Rosa Panta: “Anteriormente nuestros derechos no eran respetados”

La cooperativa de mujeres emprendedoras que preside desde 2010 en la provincia de Santa Elena, Ecuador ha facilitado el emprendimiento de una red de más de 200 mujeres a las que ha ofrecido un mundo más allá del cuidado de la casa y la familia: “Anteriormente nuestros derechos no eran respetados, estábamos dedicadas exclusivamente a las tareas del hogar”. Ahora colaboran en los ingresos económicos de sus hogares y tiene bien marcados sus deseos para el futuro: “nuestra visión es ser una futuras empresarias, tener nuestra propia empresa y dar trabajo a las compañeras que vienen por detrás”.

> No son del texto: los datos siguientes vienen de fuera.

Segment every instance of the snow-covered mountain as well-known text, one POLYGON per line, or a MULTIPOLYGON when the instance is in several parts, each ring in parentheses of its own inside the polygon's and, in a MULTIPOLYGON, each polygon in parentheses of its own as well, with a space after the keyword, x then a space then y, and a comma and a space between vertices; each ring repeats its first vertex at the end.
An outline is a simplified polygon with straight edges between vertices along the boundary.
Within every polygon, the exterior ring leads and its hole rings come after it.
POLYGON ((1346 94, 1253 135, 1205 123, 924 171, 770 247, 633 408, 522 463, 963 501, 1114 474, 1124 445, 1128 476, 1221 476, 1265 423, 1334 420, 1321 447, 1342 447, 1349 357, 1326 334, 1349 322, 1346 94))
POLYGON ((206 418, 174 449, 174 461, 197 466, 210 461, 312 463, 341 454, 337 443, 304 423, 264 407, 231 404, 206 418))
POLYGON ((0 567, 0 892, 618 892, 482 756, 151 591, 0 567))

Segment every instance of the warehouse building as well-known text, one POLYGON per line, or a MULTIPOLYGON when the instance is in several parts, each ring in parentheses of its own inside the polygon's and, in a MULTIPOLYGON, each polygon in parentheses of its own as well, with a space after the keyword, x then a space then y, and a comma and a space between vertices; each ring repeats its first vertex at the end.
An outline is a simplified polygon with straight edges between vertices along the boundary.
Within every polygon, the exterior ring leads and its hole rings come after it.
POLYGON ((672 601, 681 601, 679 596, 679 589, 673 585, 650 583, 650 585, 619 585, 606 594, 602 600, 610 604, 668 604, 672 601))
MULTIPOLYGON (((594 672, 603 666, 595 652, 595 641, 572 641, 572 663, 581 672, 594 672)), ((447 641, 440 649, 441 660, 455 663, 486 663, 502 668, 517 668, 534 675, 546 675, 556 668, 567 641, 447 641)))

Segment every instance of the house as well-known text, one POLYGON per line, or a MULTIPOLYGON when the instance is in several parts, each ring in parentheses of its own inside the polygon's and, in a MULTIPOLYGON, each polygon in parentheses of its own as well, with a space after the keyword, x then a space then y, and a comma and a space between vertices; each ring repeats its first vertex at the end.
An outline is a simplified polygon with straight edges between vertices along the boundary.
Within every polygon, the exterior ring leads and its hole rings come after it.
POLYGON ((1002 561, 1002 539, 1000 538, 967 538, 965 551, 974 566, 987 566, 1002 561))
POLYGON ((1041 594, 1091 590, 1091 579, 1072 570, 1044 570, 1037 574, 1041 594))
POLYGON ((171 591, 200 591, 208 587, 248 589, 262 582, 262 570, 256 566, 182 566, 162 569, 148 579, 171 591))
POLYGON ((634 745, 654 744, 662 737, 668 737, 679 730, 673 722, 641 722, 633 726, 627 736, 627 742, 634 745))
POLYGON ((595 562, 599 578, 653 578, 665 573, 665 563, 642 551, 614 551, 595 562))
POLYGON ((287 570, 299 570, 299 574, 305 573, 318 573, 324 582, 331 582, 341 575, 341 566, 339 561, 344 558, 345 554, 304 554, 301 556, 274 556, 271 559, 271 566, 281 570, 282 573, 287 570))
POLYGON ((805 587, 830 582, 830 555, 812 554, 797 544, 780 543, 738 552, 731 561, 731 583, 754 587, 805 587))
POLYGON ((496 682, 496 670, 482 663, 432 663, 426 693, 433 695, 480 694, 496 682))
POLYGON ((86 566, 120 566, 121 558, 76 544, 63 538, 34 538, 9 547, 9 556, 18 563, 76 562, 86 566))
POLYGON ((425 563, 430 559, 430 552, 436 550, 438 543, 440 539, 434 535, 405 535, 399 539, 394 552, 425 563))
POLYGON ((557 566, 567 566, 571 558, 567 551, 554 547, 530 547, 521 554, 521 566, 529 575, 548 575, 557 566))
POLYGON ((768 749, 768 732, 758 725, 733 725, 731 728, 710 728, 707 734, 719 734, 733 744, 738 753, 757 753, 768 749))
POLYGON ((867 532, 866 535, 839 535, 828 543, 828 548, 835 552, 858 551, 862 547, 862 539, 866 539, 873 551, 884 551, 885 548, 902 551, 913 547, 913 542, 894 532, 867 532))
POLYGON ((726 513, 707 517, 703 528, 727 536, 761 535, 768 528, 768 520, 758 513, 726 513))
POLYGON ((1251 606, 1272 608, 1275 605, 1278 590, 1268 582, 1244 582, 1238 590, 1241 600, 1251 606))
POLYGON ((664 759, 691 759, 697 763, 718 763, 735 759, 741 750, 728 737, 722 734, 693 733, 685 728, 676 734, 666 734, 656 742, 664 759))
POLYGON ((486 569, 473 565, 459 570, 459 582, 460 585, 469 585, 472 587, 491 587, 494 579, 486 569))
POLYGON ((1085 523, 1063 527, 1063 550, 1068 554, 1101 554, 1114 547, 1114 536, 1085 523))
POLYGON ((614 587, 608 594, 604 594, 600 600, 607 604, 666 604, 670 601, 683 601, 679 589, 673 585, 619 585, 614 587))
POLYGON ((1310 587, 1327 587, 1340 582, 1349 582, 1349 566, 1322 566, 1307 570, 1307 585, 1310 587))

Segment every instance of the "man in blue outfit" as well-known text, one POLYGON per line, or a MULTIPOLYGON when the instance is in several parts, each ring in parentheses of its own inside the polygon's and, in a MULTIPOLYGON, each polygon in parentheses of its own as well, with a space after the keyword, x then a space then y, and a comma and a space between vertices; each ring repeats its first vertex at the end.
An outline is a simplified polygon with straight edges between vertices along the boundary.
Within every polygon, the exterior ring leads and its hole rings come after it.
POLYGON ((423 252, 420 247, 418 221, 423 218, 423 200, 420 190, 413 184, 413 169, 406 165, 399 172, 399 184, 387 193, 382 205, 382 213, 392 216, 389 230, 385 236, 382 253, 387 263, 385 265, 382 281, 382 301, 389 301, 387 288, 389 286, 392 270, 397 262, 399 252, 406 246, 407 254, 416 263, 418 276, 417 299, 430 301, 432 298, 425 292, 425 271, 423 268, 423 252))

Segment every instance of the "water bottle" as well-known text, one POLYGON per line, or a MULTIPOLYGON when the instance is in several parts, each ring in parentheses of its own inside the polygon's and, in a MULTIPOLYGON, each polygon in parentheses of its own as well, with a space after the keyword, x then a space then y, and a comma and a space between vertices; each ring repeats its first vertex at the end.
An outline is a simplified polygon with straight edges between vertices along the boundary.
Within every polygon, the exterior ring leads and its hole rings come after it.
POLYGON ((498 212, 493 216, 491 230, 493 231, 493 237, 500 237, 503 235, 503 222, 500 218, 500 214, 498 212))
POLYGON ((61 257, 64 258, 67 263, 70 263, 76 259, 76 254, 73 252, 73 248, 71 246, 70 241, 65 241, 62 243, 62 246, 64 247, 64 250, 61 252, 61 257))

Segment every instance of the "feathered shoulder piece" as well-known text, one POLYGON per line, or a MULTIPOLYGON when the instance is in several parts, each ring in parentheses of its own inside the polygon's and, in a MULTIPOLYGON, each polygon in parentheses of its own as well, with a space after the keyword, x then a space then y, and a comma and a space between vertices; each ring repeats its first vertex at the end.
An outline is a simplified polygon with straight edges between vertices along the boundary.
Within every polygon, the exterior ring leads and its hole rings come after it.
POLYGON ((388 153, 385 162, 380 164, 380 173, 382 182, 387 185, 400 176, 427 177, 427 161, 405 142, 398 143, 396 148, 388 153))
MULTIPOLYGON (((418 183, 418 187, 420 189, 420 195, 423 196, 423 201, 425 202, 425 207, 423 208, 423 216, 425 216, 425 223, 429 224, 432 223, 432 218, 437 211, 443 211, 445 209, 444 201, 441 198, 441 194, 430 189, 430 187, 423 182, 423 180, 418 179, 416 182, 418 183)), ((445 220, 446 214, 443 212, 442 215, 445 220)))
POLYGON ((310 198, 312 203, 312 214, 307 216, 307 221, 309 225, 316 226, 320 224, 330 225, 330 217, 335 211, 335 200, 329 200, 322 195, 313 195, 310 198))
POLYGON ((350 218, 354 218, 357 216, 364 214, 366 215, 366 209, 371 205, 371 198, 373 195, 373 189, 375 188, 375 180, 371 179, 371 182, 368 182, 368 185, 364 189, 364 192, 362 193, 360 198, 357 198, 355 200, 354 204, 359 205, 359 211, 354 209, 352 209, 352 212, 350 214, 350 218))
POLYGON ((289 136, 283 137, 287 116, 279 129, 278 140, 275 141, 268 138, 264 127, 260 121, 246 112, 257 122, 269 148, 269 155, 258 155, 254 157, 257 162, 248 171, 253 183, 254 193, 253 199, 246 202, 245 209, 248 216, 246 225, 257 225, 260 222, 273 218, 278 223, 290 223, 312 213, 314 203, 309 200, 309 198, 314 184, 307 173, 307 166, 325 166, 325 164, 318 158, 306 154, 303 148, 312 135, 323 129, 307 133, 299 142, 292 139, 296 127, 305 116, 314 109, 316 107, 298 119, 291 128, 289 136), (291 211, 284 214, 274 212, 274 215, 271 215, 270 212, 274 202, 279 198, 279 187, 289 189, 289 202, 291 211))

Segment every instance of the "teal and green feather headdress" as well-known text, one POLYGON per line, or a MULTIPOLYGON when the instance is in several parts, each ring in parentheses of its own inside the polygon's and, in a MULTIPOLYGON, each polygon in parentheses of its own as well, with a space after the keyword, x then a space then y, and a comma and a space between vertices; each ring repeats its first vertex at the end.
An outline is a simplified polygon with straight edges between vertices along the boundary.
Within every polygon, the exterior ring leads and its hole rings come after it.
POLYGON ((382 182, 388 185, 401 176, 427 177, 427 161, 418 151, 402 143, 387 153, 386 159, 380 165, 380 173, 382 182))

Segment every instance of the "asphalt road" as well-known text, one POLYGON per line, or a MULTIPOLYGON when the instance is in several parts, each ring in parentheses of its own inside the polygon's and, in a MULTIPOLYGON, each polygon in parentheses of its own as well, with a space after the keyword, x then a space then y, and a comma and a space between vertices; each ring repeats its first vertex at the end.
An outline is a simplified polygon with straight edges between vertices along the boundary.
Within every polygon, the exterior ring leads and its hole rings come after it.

Rosa es la propietaria de la hospedería Karina cuyo  lema tiene bien claro: “Alojamiento con calidad y calidez comunera”. Comenzó con su marido a pequeña escala y su oferta de servicios ha ido creciendo debido a los numerosos turistas extranjeros que visitan la región, a cuyo centro de acuacultura acuden profesionales de todos los rincones del mundo. Y como no podía ser de otra manera, quedaron prendados de la especialidad de Rosa, su ceviche de pinchagua (sardina), un producto económico muy conocido en la provincia de Marabí, de donde provenía ella, que apenas era trabajado en la zona peninsular del país y que disparó la promoción de los servicios de Rosa y del resto de mujeres comuneras.

Porque la visión emprendedora de Rosa la llevó a ver cómo la gran cantidad de este pescado en la provincia apenas era comercializado durante la temporada de invierno y que ahora está a disposición de los turistas que acuden a sus playas durante los 365 días del año: “Iniciamos con el ceviche pero se ha ampliado a toda la comunidad, a la provincia y al resto de provincias con el resto de compañeras de la cooperativa”.

Rosa trabaja mano a mano con Ayuda en Acción en el fortalecimiento y la capacitación de mujeres rurales desde el momento que empieza a participar en los talleres que se realizaban con el CPR (Centro de Promoción Rural) y que la ayudaron en la promoción y comercialización de su incipiente emprendimiento. Es ahí donde  empieza a integrarse en un grupo de mujeres trabajadoras  que ahora abarcan 12 especialidades y que ahora preside.

El emprendimiento de Rosa hace que se sienta orgullosa de las oportunidades que ha podido brindar a su hija Karina, como la hospedería: “Mi hija es una doctora. Es lo más lindo que puedo decir”. Porque en la región es frecuente que las niñas abandonen sus estudios para contraer matrimonio y “procrear más pobreza”. Para eso quiere que su hija estudie una especialidad, para que como ella se sienta “orgullosa de alcanzar metas y ser más útil a la sociedad como mujeres, madres y responsables de un hogar”.